I basically came to the conclusion that the only morally tenable position was that anyone in any country had as much right to prosperity as me. If someone is willing to do the same work as me for less money and can do it with comparable quality, then that is a reality that I have to face. As long as the worker in question is subject to comparable workplace and environmental standards, they should have every right to compete with me for work.
Now, this particular case referenced in the article is a little bit trickier because a government is of course obligated to work on behalf if its citizens. I can see why some would be upset that our government is providing job training to foreign citizens in industries where they will be competing with us. But then by a similar rationale we shouldn't be providing any foreign aid, because every dollar that we spend on foreign aid could be spent bettering the lives of U.S. citizens instead.

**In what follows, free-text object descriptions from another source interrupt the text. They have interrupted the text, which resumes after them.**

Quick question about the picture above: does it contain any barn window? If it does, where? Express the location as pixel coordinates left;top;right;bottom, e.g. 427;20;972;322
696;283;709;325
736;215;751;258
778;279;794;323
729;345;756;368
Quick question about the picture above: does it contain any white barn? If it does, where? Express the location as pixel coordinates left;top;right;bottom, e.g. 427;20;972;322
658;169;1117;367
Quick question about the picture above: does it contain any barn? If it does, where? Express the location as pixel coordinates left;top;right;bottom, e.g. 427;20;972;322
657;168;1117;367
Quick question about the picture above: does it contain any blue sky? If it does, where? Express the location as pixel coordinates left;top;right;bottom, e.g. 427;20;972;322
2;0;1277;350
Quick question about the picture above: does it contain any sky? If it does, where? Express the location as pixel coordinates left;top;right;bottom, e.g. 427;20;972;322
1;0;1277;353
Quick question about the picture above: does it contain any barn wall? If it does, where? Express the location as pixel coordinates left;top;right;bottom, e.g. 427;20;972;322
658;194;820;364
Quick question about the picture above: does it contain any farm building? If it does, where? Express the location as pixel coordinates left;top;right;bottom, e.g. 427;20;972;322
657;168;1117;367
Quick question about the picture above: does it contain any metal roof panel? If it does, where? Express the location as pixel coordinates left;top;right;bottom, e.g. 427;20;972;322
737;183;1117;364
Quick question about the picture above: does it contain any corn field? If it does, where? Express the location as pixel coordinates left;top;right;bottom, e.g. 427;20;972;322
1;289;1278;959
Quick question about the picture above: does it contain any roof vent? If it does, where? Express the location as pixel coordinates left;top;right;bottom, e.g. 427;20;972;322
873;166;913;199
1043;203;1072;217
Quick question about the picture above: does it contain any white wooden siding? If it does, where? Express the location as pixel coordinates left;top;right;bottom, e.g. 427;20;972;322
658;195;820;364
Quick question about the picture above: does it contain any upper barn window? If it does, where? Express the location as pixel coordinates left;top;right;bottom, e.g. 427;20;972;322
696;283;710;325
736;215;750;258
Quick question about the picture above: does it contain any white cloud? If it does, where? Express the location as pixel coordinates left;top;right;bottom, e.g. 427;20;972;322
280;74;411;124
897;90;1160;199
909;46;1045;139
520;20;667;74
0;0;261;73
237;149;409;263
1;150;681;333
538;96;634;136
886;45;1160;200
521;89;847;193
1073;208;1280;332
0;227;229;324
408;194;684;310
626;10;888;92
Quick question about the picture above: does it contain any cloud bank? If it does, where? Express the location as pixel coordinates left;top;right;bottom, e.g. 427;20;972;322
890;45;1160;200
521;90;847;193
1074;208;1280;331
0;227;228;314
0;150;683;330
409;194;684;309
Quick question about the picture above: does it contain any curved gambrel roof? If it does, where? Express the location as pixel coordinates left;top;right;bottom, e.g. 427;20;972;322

One could say that this case is different because they are providing job training, but I think that is a shallow argument. The best kind of foreign aid we could give is "Capacity Development", which is helping countries to become economically self-sufficient rather than depending on food aid, etc. If we are helping countries with capacity development, I think it is a morally untenable position to give any consideration to factors other than what will do the country that we are helping the most economic good. For Sri Lanka, developing the tech sector is an obvious choice, just as is was for their neighbors across the water in southern India. And once you've developed this tech capacity, who are the Sri Lankans going to sell their services to? Are we going to bar them from the U.S. market, or are we going to continue to foster goodwill by partnering them with U.S. companies that would just have outsourced to India or Eastern Europe anyway?
So basically, I don't subscribe to the provincialism that says that U.S. citizens' lives are inherently worth more than those in other countries. I take the globalist view that helping someone in another country gain hope and self-sufficiency is a good in absolute terms, and that we don't have to think of it as a zero-sum game where someone else's prosperity is necessarily at our expense.